# Optimizar Gentoo

## diegoto

Estoy en la lucha de optimizar al maximo Gentoo. Con respecto a los servicios.

```

ULTRA-TUX init.d # rc-update show

            bootmisc | boot

             checkfs | boot

           checkroot | boot

               clock | boot

         consolefont | boot

                dbus |      default

                hald |      default

            hostname | boot

             keymaps | boot

               local |      default nonetwork

          localmount | boot

             modules | boot

            net.eth0 |      default

           rmnologin | boot

           syslog-ng |      default

             urandom | boot

                 xdm |      default

```

para que es el urandom, local, localmount, rmnologin ?? puedo deshabilitar alguno ?

-----------------------------------------------------------

Despues para optimizar la carga de KDE alguna sugerencia ?? La carga de Firefox ?? me tarda 5/7 segundos.

Les dejo las características de mi máquina.

Pentium 4 - 3.0GHZ - EMT64

512MB RAM

Video: ATI X600XT - funcionando con ati-drivers y dri

Saludos!

----------

## ekz

Yo tambien pase por eso cuando lo estaba optimizando... pero lo deje asi, que no me hacia gracia que un dia no arrancara y tener que bootear del live  :Very Happy: 

 *diegoto wrote:*   

> 
> 
> Despues para optimizar la carga de KDE alguna sugerencia ?? La carga de Firefox ?? me tarda 5/7 segundos.
> 
> 

 

Has probado Prelink? mejora mucho la carga del sistema en general 

http://es.gentoo-wiki.com/HOWTO_Prelink

En un post del foro ingles alguien menciono que en sistemas amd64 en vez de realizar como dice el howto (que segun el ya estaba anticuado o algo asi): 

```
prelink -avmfR
```

 es mas conveniente hacer 

```
prelink -afR
```

 y al actualizar, instalar programas, ejecutar 

```
prelink -aqR 
```

SAludos

EDIT: es en cualquier sistema de 64 bits

fuente: https://forums.gentoo.org/viewtopic-t-494955-highlight-prelink+kde.html

----------

## Ark del KAOS

¿Ese cambio en el prelink merecería la pena para x86?

----------

## pacho2

Quizás te interese:

https://forums.gentoo.org/viewtopic.php?t=197983

Saludos

----------

## diegoto

Pacho2 si lo estuve viendo pero mucho no me sirvió.

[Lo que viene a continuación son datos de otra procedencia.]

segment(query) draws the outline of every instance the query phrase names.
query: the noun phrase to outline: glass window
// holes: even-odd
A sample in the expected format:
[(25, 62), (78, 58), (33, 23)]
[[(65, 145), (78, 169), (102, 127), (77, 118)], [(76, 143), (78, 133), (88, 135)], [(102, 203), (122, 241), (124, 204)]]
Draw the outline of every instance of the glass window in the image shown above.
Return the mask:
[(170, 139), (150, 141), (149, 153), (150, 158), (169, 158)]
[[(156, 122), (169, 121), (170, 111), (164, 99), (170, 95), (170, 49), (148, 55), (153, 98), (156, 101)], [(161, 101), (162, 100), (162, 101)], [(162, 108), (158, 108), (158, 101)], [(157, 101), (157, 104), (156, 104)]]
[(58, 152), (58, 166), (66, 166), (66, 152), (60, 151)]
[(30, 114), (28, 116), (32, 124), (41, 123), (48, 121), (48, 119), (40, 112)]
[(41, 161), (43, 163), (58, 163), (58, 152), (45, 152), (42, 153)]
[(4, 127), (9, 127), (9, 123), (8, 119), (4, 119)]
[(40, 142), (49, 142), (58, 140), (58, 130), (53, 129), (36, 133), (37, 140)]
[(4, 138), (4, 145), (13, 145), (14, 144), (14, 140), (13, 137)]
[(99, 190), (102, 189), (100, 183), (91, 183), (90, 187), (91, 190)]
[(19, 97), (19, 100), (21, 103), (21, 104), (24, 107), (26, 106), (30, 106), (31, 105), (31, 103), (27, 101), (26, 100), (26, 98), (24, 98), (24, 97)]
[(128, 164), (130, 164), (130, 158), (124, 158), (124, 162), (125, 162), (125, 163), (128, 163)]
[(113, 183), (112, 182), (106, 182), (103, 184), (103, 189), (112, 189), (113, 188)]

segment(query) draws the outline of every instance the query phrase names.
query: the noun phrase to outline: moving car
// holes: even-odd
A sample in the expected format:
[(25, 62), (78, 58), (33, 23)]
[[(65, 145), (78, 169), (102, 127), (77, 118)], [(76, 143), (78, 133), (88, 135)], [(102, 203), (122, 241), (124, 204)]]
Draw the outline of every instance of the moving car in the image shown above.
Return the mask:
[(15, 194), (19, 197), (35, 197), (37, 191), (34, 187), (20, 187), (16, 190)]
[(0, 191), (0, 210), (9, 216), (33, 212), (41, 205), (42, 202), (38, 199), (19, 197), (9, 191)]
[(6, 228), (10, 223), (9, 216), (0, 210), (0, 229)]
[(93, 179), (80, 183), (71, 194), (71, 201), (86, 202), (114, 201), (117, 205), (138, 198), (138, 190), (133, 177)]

Pregunto para ver si alguien realmente acelero gentoo, porque la verdad deja mucho que desear. Yo vengo de Slackware y pareciera que era mas rapido y encima estaba compilado para 32bits.

Saludos

----------

## pacho2

¿en qué notas que es más lento?

Si te refieres a la velocidad de arranque, ya te digo que la forma de arrancar de slackware es más rápida que la de gentoo..., pero no sólo de la velocidad de arranque vive el hombre xD

Saludos  :Wink: 

----------

## diegoto

Como dices la velocidad de arranque es superior la de slackware. Despues es lo mismo. pero igual siento esa necesidad de que arranque rapido !!

----------

## flaab_0n

A mi me salen muchos procesos de inicio rotos. ¿Esto que significa? Que vale la pena eliminarlos?

```

localhost flaab # rc-update show

 * Broken runlevel entry: /etc/runlevels/boot/keymaps

 * Broken runlevel entry: /etc/runlevels/boot/clock

 * Broken runlevel entry: /etc/runlevels/boot/localmount

 * Broken runlevel entry: /etc/runlevels/boot/consolefont

 * Broken runlevel entry: /etc/runlevels/boot/modules

 * Broken runlevel entry: /etc/runlevels/boot/hostname

 * Broken runlevel entry: /etc/runlevels/boot/net.lo

 * Broken runlevel entry: /etc/runlevels/boot/urandom

 * Broken runlevel entry: /etc/runlevels/boot/checkroot

 * Broken runlevel entry: /etc/runlevels/boot/rmnologin

 * Broken runlevel entry: /etc/runlevels/boot/bootmisc

 * Broken runlevel entry: /etc/runlevels/boot/checkfs

 * Broken runlevel entry: /etc/runlevels/default/local

 * Broken runlevel entry: /etc/runlevels/nonetwork/local

           alsasound |      default                  

             apache2 |      default                  

            bootmisc | boot                          

             checkfs | boot                          

           checkroot | boot                          

               clock | boot                          

         consolefont | boot                          

            hostname | boot                          

             hotplug |      default                  

             keymaps | boot                          

               local |      default nonetwork        

          localmount | boot                          

             modules | boot                          

               mysql |      default                  

              net.lo | boot default                  

           rmnologin | boot                          

           syslog-ng |      default                  

             urandom | boot                          

          vixie-cron |      default                  

                 xdm |      default    

```

Gracias =)

----------

## ekz

No has seguido el "truco" de poner xdm en boot??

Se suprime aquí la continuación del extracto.